Saturday, November 12, 2005
Commoditisation of geographic information
The acquisition of Whereonearth seems only a small footnote in the history of web mapping in the light of Yahoo!'s recent announcements. Not only has Yahoo! released mapping APIs for both Flash and Ajax — firmly putting itself on a par with the Google Maps API — but it has also opened up geocoding! All in all, web maps have never been pushed across the Web at this rate before, as Ajax implementations in particular have released web mapping applications from the dire click-and-wait paradigm. Online mapping suppliers no longer determine the map view, but leave it up to the end-user to centre a map view that may cover multiple map tiles.
This level of user control over the map view and the availability of a geocoding web service has further strenghtened the commoditisation of geographic information. Search engines have certainly thrown in their weight negotitating their terms of service. Fair enough, Google had to jump mapping data supplier for its mapping API, but you can still use the TeleAtlas data on commercial websites! Although the Yahoo! mapping APIs are limited to non-commercial websites, the geocoding API makes the Yahoo! offering very tempting if you are not aiming to make any money with your web mapping app.

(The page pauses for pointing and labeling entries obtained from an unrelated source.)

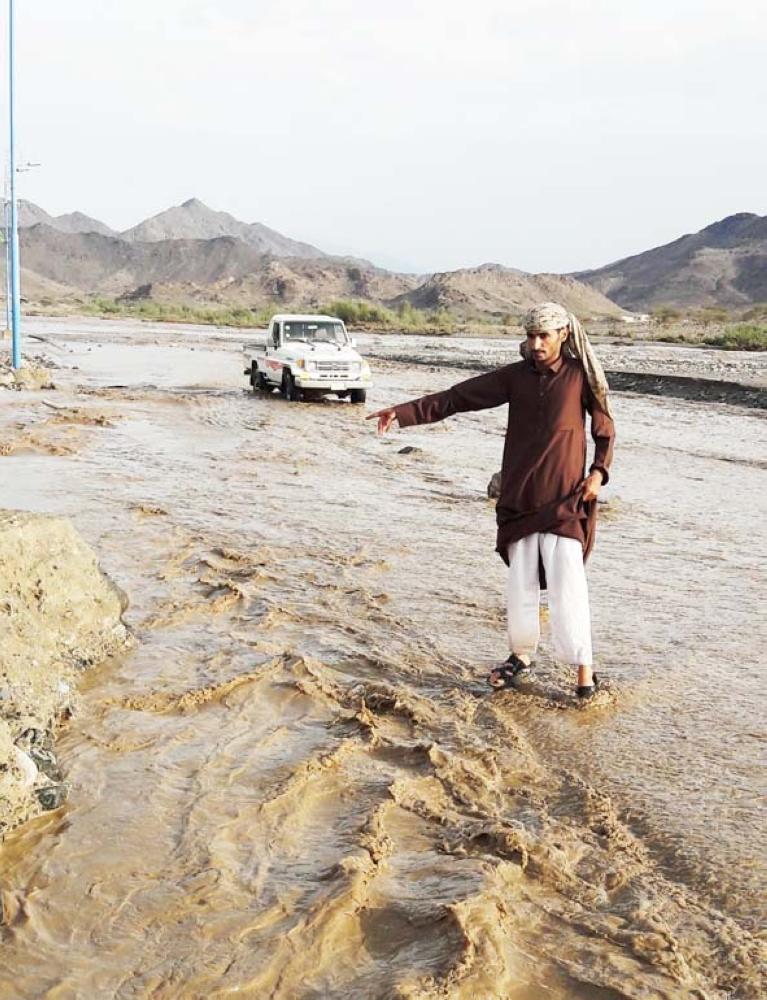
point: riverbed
(297, 784)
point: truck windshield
(311, 331)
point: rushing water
(297, 784)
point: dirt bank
(297, 784)
(58, 613)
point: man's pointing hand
(385, 419)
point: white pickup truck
(307, 355)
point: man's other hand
(591, 485)
(385, 419)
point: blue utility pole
(15, 279)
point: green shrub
(170, 312)
(664, 314)
(741, 337)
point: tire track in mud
(603, 915)
(324, 807)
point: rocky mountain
(195, 221)
(724, 264)
(71, 222)
(497, 291)
(225, 270)
(191, 253)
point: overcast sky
(541, 134)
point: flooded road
(297, 785)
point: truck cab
(307, 355)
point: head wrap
(551, 316)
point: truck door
(273, 369)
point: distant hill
(72, 222)
(724, 264)
(223, 269)
(495, 290)
(191, 253)
(228, 271)
(195, 221)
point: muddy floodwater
(296, 785)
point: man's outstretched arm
(603, 433)
(480, 393)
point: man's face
(546, 345)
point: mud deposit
(297, 786)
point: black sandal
(585, 691)
(509, 672)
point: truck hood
(322, 352)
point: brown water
(297, 785)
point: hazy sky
(540, 134)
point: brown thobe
(544, 457)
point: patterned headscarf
(553, 316)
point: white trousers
(569, 615)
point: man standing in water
(546, 511)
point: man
(546, 511)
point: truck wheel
(289, 388)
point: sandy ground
(297, 785)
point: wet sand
(297, 785)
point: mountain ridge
(723, 264)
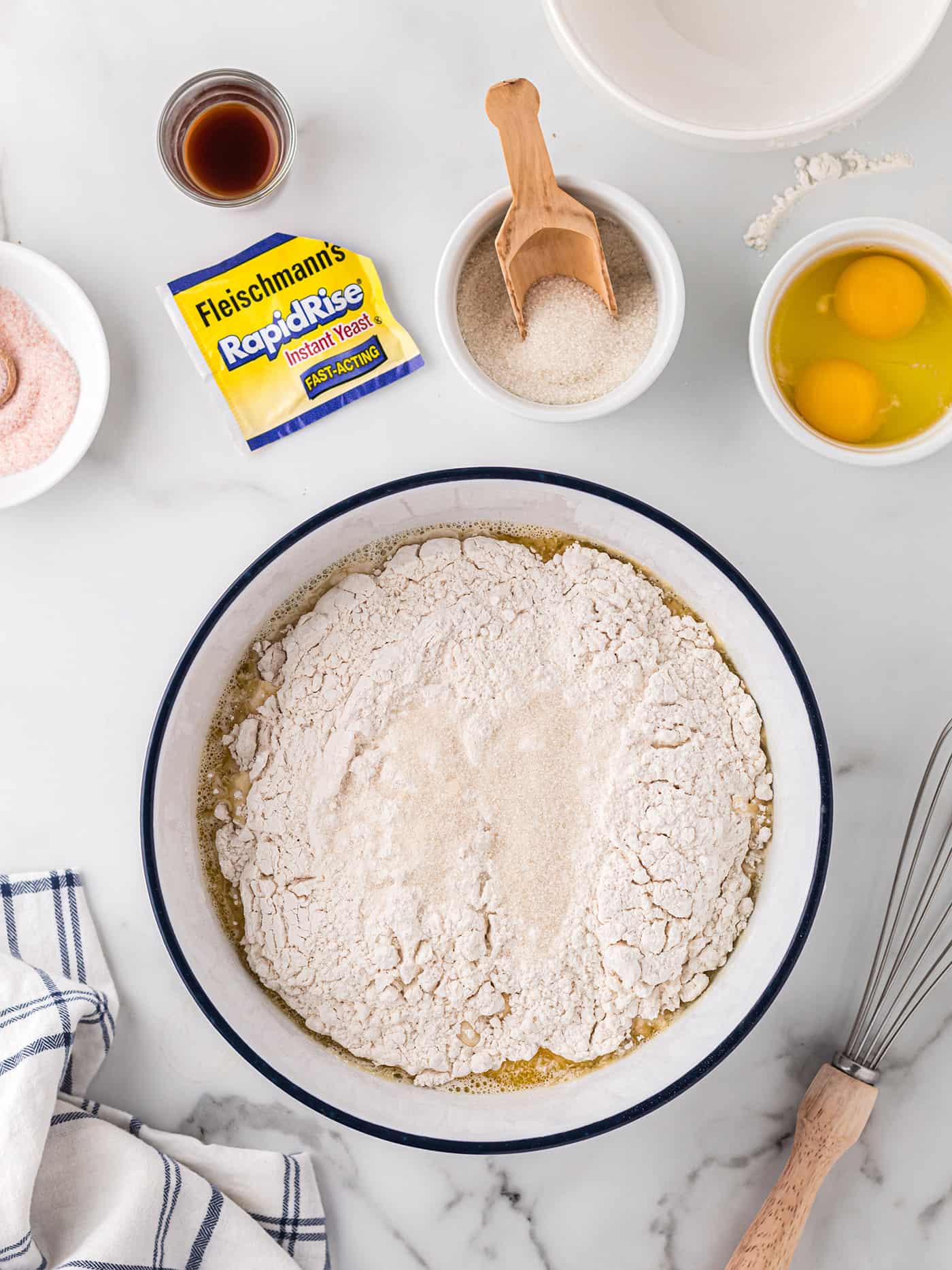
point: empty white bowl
(880, 231)
(659, 256)
(744, 74)
(65, 310)
(672, 1060)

Yahoo!'s traffic web services offered as a geoRSS feed and as REST further emphasise the advantage of search engines over online map providers to use their power in commoditising geographic information. Static geographic information on the web, in particular raster-based web maps, seem to approach the end of their product life cycle. Dynamic geographic information on the web such as traffic information or taxi and shuttle locations are just taking off.
Despite all this, being based in Europe, these developments still just don't really bring about the excitement in me that geowankers in the US must feel, because these web services lack coverage in continental Europe. Nevertheless, we should prepare ourselves for the flood of web mapping applications that can be built once continental European coverage becomes available.